Not in the usual finite sense. For infinite-dimensional spaces, you would need 'infinite matrices,' but these require careful handling of convergence. In functional analysis, continuous linear maps between Banach or Hilbert spaces are studied using operator theory, which generalizes the finite-dimensional theory.

What are some common non-examples of linear maps?

Common non-linear maps include: (1) Translation: f(x) = x + c for c ≠ 0 (fails T(0) = 0), (2) Squaring: f(x) = x² (not homogeneous), (3) Absolute value: f(x) = |x| (not homogeneous), (4) Determinant: det(cA) = c^n det(A) ≠ c·det(A) for n > 1, (5) Any function with a constant term.

Why must linear maps preserve the zero vector?

This follows from homogeneity: T(0) = T(0·v) = 0·T(v) = 0. This is a useful quick test: if T(0) ≠ 0, the map is definitely NOT linear.

What is a linear functional?

A linear functional (or linear form) is a linear map from a vector space V to its scalar field F: f: V → F. Examples include evaluation at a point f(p) = p(a), integration f(g) = ∫g(x)dx, and trace tr(A). Linear functionals form the dual space V*.

How does the dimension formula dim(ℒ(V,W)) = mn arise?

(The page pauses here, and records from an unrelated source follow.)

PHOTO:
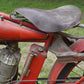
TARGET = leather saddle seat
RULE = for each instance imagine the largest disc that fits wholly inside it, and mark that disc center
(54, 20)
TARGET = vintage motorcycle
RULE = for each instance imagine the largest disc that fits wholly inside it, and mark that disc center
(36, 25)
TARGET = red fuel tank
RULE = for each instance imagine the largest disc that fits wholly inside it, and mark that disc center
(12, 31)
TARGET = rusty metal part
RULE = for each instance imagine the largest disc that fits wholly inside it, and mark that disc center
(53, 20)
(69, 35)
(64, 53)
(70, 57)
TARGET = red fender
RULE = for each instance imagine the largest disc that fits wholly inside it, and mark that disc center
(57, 68)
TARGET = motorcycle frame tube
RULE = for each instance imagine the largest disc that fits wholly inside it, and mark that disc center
(57, 68)
(36, 63)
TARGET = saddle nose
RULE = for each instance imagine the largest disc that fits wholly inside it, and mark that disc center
(54, 20)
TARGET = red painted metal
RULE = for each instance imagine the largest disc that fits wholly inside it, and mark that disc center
(11, 31)
(57, 68)
(81, 81)
(36, 64)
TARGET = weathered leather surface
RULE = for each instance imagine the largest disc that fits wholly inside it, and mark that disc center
(54, 20)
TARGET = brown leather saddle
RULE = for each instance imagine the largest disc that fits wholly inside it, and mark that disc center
(54, 20)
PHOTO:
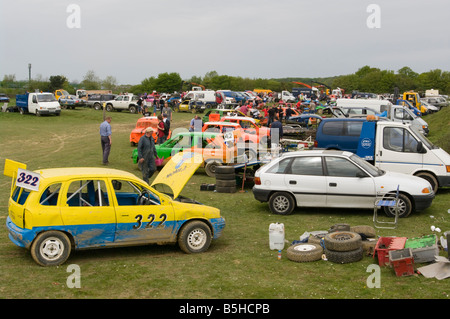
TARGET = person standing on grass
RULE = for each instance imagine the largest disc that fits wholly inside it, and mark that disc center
(105, 139)
(167, 110)
(161, 130)
(147, 155)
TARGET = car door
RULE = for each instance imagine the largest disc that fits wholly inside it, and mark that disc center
(397, 151)
(87, 212)
(347, 185)
(142, 216)
(304, 178)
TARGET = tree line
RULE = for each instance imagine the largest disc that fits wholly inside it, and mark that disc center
(365, 79)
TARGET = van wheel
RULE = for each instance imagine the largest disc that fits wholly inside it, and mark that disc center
(281, 203)
(431, 179)
(51, 248)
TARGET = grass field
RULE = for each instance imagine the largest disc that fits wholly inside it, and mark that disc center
(237, 265)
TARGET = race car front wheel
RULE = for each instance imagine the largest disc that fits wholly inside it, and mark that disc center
(51, 248)
(195, 237)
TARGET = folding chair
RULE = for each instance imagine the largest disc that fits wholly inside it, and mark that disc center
(390, 202)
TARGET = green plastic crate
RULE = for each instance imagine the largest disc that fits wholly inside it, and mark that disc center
(424, 248)
(421, 242)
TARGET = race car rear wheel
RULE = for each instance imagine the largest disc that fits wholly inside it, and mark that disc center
(51, 248)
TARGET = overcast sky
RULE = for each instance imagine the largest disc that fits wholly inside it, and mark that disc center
(135, 39)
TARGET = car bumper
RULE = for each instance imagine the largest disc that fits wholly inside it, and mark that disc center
(261, 195)
(422, 202)
(218, 225)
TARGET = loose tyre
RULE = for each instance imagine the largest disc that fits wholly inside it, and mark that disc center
(344, 257)
(404, 206)
(51, 248)
(194, 237)
(367, 231)
(342, 241)
(282, 203)
(304, 252)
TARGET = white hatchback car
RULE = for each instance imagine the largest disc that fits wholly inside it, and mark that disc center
(337, 179)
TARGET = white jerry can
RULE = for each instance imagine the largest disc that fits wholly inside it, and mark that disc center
(276, 236)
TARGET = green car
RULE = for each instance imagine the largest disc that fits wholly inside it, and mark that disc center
(179, 142)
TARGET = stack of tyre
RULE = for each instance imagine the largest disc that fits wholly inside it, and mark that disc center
(225, 179)
(343, 247)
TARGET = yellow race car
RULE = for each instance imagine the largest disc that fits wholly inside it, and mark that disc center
(52, 211)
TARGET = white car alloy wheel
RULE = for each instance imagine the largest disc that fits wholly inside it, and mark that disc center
(281, 203)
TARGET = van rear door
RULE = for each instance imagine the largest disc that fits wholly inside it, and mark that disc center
(396, 150)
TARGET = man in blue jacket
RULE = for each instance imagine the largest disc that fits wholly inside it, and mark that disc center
(105, 139)
(147, 154)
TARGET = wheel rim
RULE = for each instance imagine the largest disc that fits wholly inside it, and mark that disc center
(401, 208)
(51, 249)
(304, 247)
(281, 204)
(197, 239)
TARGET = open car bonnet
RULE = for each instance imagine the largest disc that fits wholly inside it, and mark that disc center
(178, 171)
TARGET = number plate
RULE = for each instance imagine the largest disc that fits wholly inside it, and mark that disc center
(28, 180)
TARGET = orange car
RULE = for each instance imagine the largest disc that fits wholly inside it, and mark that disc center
(250, 127)
(141, 125)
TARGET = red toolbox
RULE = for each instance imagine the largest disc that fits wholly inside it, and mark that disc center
(402, 261)
(386, 244)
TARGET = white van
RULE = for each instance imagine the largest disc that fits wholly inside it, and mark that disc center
(396, 113)
(201, 96)
(377, 105)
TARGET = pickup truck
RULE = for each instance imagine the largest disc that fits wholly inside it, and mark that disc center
(391, 146)
(38, 103)
(123, 102)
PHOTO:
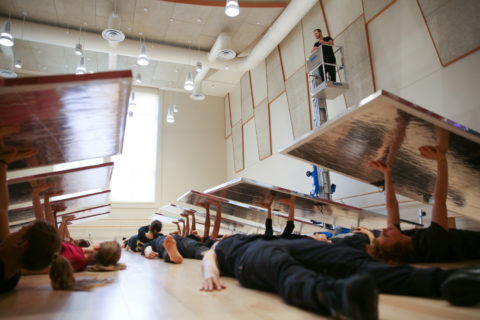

A linear map T: V → W is completely determined by its values on a basis of V. If dim(V) = m and dim(W) = n, then T(vⱼ) can be any vector in W for each basis vector vⱼ. We need n scalars for each of m basis vectors, giving mn degrees of freedom total.

Is the composition of linear maps always defined?

No! For S ∘ T to be defined, the codomain of T must equal the domain of S. If T: V → W and S: W → U, then S ∘ T: V → U is defined and linear. But if the spaces don't match, composition is undefined.

Can a linear map take linearly independent vectors to linearly dependent vectors?

Yes! For example, T(x, y) = (x + y, x + y) takes the independent set {(1, 0), (0, 1)} to the dependent set {(1, 1), (1, 1)}. Linear maps preserve dependence but not necessarily independence.